Lake Menghough was an intermittent lake in the southeast of Algeria. It is described in the account of the first Flatters expedition, which reached the lake in April 1880. Other European visitors found the lake dry or filled depending on rainfall.
Location
The lake was to the east of the Tassili n'Ajjer.[1]
The lake is 120 kilometres (75 mi) from Ghat, Libya.[2]
The Flatters expedition came to it when travelling southeast along the well-wooded Irhararer valley (Oued i-n-Karaha?) to the point where it joined the Tijoujelt valley, not far from Tajenout.[a]
At this point, the surplus waters of the Tijoujelt during the rainy season empty into lake Menghough.[4]

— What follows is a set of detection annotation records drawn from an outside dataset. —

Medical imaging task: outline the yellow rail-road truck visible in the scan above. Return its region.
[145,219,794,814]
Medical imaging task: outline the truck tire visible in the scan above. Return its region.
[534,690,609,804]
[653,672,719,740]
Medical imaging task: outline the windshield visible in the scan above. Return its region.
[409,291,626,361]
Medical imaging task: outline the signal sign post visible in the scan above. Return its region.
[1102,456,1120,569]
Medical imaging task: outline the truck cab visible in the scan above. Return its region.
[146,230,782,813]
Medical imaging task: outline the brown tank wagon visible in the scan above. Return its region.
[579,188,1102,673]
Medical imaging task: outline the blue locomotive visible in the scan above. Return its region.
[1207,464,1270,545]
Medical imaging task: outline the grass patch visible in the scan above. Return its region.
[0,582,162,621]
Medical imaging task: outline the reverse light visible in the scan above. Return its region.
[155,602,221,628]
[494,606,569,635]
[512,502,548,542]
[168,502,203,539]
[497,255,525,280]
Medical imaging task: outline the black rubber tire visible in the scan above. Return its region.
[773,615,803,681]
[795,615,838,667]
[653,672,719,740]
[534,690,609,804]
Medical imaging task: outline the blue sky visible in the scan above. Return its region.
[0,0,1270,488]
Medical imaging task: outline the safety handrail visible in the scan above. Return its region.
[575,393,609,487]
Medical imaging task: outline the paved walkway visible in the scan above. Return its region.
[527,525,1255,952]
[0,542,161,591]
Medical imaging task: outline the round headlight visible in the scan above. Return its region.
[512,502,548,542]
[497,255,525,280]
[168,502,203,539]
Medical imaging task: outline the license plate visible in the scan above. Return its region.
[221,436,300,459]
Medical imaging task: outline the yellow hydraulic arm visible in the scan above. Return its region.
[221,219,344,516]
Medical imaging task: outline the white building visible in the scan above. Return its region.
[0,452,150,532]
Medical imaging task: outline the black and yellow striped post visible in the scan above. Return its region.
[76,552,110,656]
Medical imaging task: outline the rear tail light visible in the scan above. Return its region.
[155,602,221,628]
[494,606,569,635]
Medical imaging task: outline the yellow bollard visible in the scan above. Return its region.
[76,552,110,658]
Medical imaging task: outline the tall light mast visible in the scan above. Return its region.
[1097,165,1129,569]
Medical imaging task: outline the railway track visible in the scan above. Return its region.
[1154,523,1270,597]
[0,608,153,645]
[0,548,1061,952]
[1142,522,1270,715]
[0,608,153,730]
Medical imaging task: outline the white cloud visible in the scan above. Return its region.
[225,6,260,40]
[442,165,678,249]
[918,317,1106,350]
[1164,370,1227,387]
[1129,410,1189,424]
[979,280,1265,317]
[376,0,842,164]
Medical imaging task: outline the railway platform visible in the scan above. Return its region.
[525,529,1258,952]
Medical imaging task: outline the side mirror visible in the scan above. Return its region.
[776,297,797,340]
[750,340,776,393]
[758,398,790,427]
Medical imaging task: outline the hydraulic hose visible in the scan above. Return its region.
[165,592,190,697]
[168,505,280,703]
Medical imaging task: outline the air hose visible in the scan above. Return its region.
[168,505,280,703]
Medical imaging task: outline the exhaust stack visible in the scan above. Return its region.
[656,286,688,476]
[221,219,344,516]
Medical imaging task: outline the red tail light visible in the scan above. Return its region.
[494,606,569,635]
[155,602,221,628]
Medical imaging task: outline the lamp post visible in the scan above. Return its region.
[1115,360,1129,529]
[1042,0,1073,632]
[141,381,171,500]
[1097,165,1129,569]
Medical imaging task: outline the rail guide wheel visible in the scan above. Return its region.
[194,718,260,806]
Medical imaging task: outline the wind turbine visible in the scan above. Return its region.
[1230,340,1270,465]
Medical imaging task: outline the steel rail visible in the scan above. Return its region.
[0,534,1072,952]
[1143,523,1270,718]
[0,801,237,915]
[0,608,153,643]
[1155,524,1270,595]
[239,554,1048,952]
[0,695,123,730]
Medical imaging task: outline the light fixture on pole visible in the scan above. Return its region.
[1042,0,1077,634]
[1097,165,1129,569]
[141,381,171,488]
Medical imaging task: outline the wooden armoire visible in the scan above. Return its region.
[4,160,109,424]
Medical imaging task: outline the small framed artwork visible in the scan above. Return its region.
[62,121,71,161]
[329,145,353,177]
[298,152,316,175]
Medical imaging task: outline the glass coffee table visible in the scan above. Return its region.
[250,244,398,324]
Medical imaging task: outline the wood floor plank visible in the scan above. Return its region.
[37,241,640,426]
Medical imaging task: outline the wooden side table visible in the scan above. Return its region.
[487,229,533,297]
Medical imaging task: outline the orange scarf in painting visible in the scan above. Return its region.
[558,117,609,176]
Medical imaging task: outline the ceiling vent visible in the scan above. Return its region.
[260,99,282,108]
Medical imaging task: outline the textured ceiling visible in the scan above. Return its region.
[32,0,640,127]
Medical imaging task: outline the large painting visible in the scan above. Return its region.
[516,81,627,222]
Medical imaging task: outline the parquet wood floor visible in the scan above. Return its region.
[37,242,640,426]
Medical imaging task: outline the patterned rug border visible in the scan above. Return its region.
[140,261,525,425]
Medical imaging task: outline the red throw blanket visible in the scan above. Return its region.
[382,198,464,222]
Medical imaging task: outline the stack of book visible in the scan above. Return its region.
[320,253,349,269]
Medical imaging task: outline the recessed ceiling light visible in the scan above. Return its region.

Lake Menghough is located on the northern shore of the Wadi of the same name.[5]
The sheet of water is enclosed in a sort of circle surrounded by high dunes beside the Wadi Tidjoudjelt, an affluent of the Wadi Igharghar.[6]
Flatters expedition
The first Flatters expedition left Biskra early in February 1880 and travelled south by Touggourt, Ouargla, Aïn-el-Taïba and Temassinin.
The expedition encamped on shores of Lake Menghough on 16 April 1880.[7]
At this time the lake was about 1,100 by 100 yards (1,006 by 91 m), with creeks fringed by tamarisk and flowering plants on its southern side.
The other shores were low and clayey.[4]
They found yellow-eyed Clarias lazera (African sharptooth catfish) in the lake.[1]
The expedition members swam in the lake, and caught five fish, the longest of which was 2 feet (0.61 m) long.[8]
Near Lake Menghough in the Ighargharen valley the expedition found two double stone tombs surrounded by a circular wall about 9 metres (30 ft) in diameter, with a gap in the wall towards the east.
The Tuaregs could not supply any information about the tombs.[9]
With provisions running short and the local people showing hostility, Flatters decided to return by the same route.[7]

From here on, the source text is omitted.